Eterno propietario de improperios. Dueño del oficio más maltratado del mundo: el que se equivoca consigue el peor de los castigos, el que acierta sigue siendo anónimo y magullado. Sopla y vuelve a soplar. Con una bocanada de amor por la tarea que resiste a un estadio repleto insultando a su vieja. Con tal de pertenecer, a ese espacio verde sagrado que reúne a los agraciados. Así es la vida del árbitro. Y un poco menos así, fue la de Héctor Baldassi.
Dijo adiós, colgó las tarjetas. El único silbato que contestaba con risas a las puteadas. El sentenciador menos discutible del país. La persona que desterró la idea de que amistad y arbitraje no podían conjugarse en un mismo planeta. Y además, dicen, el que mejor juzgaba.

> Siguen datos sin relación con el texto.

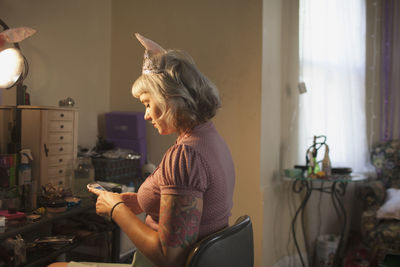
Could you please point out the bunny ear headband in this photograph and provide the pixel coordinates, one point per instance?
(15, 35)
(152, 48)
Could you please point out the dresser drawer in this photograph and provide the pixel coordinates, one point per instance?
(60, 160)
(61, 115)
(57, 149)
(60, 126)
(60, 137)
(58, 171)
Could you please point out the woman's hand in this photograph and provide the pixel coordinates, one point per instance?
(105, 201)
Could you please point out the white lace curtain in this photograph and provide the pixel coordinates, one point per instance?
(332, 65)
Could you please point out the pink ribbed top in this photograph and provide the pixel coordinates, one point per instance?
(199, 164)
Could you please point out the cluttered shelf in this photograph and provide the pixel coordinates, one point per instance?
(36, 242)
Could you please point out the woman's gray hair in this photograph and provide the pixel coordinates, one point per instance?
(185, 96)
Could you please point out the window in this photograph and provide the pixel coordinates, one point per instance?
(332, 64)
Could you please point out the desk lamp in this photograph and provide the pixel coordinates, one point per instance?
(13, 65)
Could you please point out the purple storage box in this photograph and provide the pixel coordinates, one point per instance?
(125, 125)
(137, 145)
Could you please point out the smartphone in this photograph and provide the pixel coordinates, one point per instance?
(95, 185)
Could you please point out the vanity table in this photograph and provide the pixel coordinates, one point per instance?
(335, 186)
(51, 223)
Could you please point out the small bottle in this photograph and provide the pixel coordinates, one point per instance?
(326, 162)
(24, 169)
(83, 174)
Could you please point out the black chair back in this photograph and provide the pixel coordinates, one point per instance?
(232, 246)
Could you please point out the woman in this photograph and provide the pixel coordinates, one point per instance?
(189, 195)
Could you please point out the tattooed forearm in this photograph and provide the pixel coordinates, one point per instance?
(179, 220)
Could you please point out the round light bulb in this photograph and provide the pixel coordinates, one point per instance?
(11, 67)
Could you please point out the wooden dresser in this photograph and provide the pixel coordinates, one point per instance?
(51, 134)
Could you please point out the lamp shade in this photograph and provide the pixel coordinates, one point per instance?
(11, 67)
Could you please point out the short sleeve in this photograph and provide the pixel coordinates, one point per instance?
(183, 172)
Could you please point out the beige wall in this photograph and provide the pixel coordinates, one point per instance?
(68, 57)
(224, 38)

Y así por así, de un día para el otro, 22 estrellas se quedaron sin risas, sin absurdos. Porque la figura de un árbitro a carcajadas con un jugador generaba eso, un absurdo. Era como ver a un unitario sonriendo con un federal o a David divirtiéndose con Goliat.
Galeano le dedicó un poema a esa figura tan precisada y detestada al mismo tiempo. “Única unanimidad del fútbol: todos los odian”, sentenció. Ya no, Eduardo. Hubo alguien que destrozó su sentencia. Alguien que innovó el oficio de árbitro. Alguien que el domingo colgó su silbato jovial. El único silbato que mereció este pequeño homenaje.